October 15, 2014 at 12:14 am
Quick back story first, we have SQL Server 2012 and Dynamics CRM 2013 in a client environment. We just rolled out about a month ago, and about a couple weeks after out launch, things started getting ugly. Suddenly the CPU would jump to 100% CPU usage, the web servers would get all sorts of queued requests, and things would go down hill quickly for anywhere from 2 to 10 minutes. No big deal I figured, but boy was I wrong.
I did the standard items as I had been here before. I rebuilt indexes, updated stats, looked for missing indexes, verified all settings at the server level including setting maxdop to 1 server wide, putting the CRM database into read committed snapshots mode, and verified that the memory was properly setup to prevent overruns from the memory hungry SQL. I even put CPU limits on all users but the web site users, and no change. To make things even more strange, I ended up writing a process that would kill all sessions for the user that CRM was using to connect to the database, and when I would run it, the processor would drop down to its normal 18-23% usage and stay down for some random amount of time, then do the same thing again. I hated issuing a mass kill on all of those connections as I know users were out there getting page could not be displayed messages, but when the client is on the phone telling you to fix it now, you gotta do what you gotta do.
So at this point I had determined a couple of things, that it definitely was the CRM website user that was causing the issue (all crm services run under different users, so it was easy to identify that way), and that the users were not doing anything crazy.
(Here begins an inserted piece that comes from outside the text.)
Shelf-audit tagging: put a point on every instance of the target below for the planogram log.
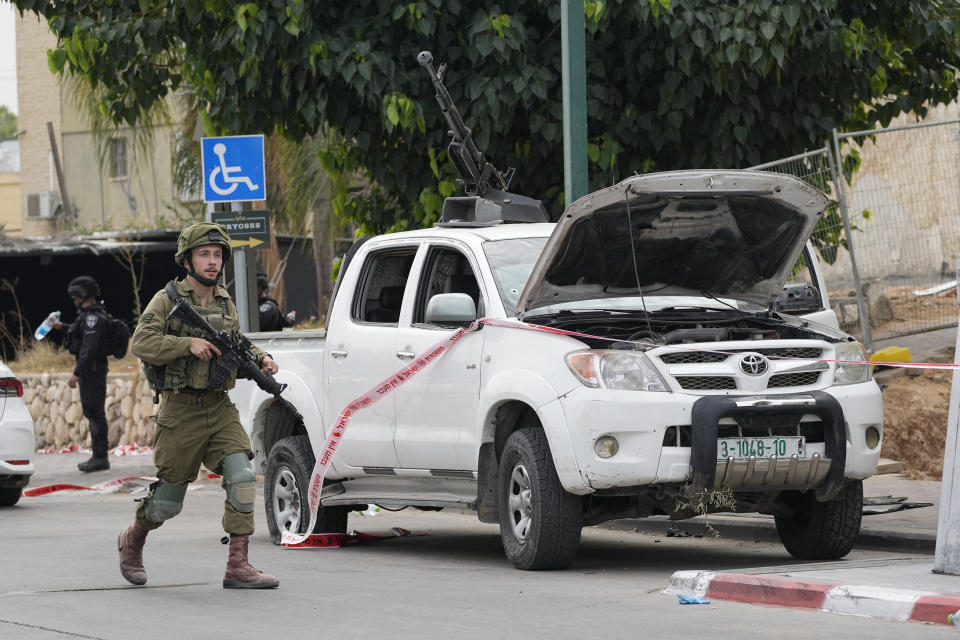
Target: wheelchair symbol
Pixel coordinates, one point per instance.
(224, 171)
That being said, it was obvious that something was going on, and since even a restore of production on another server would not reproduce the issues, I started recording CPU usage via a job every minute on Prod, and also started traces from a script that I have. From that trace I correlated the CPU spikes (particularly the EndTime) with the CPU spikes end times as CRM is one noisy system SQL wise when you have 700 concurrent users hammering on it.
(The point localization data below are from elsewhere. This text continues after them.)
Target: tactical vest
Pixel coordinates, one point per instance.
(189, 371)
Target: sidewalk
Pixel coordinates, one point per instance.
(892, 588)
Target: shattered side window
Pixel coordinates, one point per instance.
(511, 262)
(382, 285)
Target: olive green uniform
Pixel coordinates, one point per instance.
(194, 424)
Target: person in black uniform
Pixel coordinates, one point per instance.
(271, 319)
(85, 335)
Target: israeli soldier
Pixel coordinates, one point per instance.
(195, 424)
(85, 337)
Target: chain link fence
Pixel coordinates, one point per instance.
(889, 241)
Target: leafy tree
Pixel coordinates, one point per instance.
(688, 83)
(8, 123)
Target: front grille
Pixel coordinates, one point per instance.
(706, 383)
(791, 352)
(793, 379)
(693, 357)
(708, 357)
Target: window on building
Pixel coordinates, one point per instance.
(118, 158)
From that correlation over time, I started picking off the items with the highest CPU numbers, and started to try and tune them in the limited manner that you can tune queries issued from CRM, by adding indexes and moving files around. Still no luck. After getting down the list a bit, I started noticing some trends, in particular with one query that retrieved email. It was a monster, and when I looked at the query execution plan (estimated and real time in the server I restored the database on) - it looked good. After a couple days of tracking things, I started looking at the execution times for this query for users, and was seeing wild swings in execution times and CPU usage.
Digging further and recording more events, I found that this query was actually being executed against the sp_executeSql proc, with parameters passed in. Okay, that is good I figured as it would cache the plan, and it was being executed a lot. So why the wild swings? I finally got permission to execute the query and have it show me the actual execution plan in production, and it showed a warning for unmatched indexes. A bit of research later, I realized that sp_executeSQL and parameterized queries over tables with filtered indexes causes problems with plans as the parameters can change, so it cannot use the filtered index if the filter is on a field that is referred to in the where clause using one of those parameters. Okay - so I went into the section of the explain plan where it shows which index was unmatched, and it showed me a that it was a filter on the ActivityParty table. Over to the filtered index I went, and looked at the settings. It was filtering for where the PartyId was null. That is where it got really weird. The @PartyID parameter was never null, as that was actually being populated with the current user's id. But somehow, there it was in the execution plan, clear as day, and clear as day in my traces that it was never executed WITHOUT that parameter being populated.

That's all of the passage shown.